What is in this picture?
When light from this scene reaches your eye, your brain immediately recognizes a bunch of things: several deer, a car, leafy bushes, and grass. The grass and bushes are a similar color but aren’t the same thing. Your brain might even give you a feeling of what the flowers on the bush smell like.
Evidently, your brain is doing some significant processing, leaning on built-in mechanisms and visual information to give you a rich experience of the scene before you. A computer has nothing like this, but it’s one of the great projects of AI researchers to fill in the gaps.
In this quiz, we will take a closer look at computer vision.

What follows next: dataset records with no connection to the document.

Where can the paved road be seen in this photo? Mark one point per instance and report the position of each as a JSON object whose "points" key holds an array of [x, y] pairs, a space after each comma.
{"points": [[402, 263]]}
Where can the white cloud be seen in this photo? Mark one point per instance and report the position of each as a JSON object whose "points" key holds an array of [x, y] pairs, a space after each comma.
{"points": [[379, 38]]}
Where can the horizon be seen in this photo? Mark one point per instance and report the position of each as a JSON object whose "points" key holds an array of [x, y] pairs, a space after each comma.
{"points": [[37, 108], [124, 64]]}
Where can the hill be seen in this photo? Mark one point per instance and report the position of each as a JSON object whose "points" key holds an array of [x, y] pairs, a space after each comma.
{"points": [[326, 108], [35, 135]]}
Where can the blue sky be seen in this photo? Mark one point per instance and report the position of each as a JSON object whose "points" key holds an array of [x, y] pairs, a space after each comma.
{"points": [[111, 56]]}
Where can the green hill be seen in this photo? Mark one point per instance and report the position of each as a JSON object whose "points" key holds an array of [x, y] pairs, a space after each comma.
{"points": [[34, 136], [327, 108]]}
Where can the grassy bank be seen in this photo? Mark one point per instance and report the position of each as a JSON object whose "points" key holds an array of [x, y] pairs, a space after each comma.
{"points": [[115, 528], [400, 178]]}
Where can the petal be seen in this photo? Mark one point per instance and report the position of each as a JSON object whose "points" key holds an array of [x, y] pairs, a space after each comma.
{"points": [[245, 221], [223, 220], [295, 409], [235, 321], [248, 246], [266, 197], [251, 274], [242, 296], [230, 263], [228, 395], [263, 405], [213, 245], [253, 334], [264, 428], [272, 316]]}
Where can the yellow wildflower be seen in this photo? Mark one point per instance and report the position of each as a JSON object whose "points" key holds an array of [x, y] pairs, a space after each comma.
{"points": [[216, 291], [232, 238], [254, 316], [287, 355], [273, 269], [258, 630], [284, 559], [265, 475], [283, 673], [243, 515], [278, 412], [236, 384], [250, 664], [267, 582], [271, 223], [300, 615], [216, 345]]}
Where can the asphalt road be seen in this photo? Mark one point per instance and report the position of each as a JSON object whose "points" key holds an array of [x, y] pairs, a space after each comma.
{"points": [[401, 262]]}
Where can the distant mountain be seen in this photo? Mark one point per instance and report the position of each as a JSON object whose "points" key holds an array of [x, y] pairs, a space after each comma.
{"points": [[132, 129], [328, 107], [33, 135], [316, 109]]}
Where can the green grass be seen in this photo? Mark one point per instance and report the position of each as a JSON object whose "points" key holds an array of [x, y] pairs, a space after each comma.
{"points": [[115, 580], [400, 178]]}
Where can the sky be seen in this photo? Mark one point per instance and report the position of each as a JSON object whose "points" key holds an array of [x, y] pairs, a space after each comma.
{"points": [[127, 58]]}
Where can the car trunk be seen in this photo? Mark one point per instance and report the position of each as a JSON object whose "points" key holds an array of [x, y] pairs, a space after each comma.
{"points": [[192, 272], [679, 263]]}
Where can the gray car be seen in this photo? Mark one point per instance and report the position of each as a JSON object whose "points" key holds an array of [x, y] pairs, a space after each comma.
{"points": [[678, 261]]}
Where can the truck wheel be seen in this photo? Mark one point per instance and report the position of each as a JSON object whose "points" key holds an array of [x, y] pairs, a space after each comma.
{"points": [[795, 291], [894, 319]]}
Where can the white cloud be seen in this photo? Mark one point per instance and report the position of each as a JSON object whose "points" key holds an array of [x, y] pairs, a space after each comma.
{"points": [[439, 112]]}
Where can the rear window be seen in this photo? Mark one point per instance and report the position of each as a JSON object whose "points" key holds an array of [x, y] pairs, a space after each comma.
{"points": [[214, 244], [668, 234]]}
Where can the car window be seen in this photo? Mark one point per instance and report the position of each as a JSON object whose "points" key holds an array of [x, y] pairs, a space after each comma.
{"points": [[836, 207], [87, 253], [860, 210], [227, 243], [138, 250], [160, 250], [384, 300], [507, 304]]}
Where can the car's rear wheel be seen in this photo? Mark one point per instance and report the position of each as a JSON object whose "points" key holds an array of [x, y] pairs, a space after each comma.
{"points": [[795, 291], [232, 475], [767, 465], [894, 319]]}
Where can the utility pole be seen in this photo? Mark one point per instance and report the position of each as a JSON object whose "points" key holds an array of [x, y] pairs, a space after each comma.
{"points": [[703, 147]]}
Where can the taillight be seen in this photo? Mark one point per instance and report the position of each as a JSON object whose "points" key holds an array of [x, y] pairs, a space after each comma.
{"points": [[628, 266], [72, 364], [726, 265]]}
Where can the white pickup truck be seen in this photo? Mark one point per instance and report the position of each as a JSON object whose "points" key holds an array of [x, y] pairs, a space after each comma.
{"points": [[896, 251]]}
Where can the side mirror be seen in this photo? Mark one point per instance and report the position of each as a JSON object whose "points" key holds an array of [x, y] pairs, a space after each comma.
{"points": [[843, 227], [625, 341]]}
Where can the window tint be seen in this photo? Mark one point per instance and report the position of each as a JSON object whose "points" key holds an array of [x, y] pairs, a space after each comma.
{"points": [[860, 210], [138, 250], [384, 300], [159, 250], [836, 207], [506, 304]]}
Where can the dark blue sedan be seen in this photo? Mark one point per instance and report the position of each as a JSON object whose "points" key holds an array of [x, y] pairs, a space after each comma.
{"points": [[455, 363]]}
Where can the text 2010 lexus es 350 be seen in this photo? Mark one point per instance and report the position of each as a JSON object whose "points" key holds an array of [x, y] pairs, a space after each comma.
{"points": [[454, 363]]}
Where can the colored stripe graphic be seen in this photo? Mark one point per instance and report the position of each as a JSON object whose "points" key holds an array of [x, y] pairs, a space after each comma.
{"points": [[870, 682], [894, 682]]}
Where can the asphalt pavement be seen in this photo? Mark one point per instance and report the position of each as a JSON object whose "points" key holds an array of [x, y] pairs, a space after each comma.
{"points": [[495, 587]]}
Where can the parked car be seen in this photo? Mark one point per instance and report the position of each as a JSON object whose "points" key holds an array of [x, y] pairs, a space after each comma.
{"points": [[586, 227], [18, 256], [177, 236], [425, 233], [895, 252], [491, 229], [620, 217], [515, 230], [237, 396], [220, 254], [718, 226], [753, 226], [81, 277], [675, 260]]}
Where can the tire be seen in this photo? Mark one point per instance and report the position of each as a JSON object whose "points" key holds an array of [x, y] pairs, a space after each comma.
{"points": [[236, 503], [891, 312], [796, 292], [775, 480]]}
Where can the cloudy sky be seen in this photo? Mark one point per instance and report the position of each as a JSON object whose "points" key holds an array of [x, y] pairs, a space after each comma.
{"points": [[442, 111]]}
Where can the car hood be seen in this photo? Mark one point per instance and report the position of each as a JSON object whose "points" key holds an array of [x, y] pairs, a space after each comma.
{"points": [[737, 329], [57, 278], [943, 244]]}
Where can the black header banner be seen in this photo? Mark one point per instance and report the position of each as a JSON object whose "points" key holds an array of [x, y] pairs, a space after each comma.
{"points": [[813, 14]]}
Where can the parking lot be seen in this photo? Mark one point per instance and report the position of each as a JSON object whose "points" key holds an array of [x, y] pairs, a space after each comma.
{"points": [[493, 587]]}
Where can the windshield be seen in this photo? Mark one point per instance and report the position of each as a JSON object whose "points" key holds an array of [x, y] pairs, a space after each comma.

Being on the winning end of the 4.5 billion-year-long evolution of animal vision, most of us don't appreciate what’s so difficult about enabling computers to “see.” It’s not even clear what it means for a computer to see at all.
One of the things we’ll have to get used to is that computers can only think in numbers. Whether it’s a photograph, or a song, or the Iliad, to the computer they’re all represented by lists of numbers.
When light enters the computer’s camera, it hits the pixels and the light intensity is measured across the entire scene. Saved in memory, the autumnal scene from the last pane looks more like this:
…a sight less scenic.
Before we carry on with computer vision, it’s important to build empathy for our AI brethren by laying bare the superpowered goggles of evolution.
To start, let’s look at a small region of a photograph ( of its pixels) that's been blown up so we can see the individual pixels. Using nothing but your standard visual system, do your best to identify what’s in the following snippet of the photograph.
You’re right, without color this is a little too tough. After all, most image files on a computer store color information.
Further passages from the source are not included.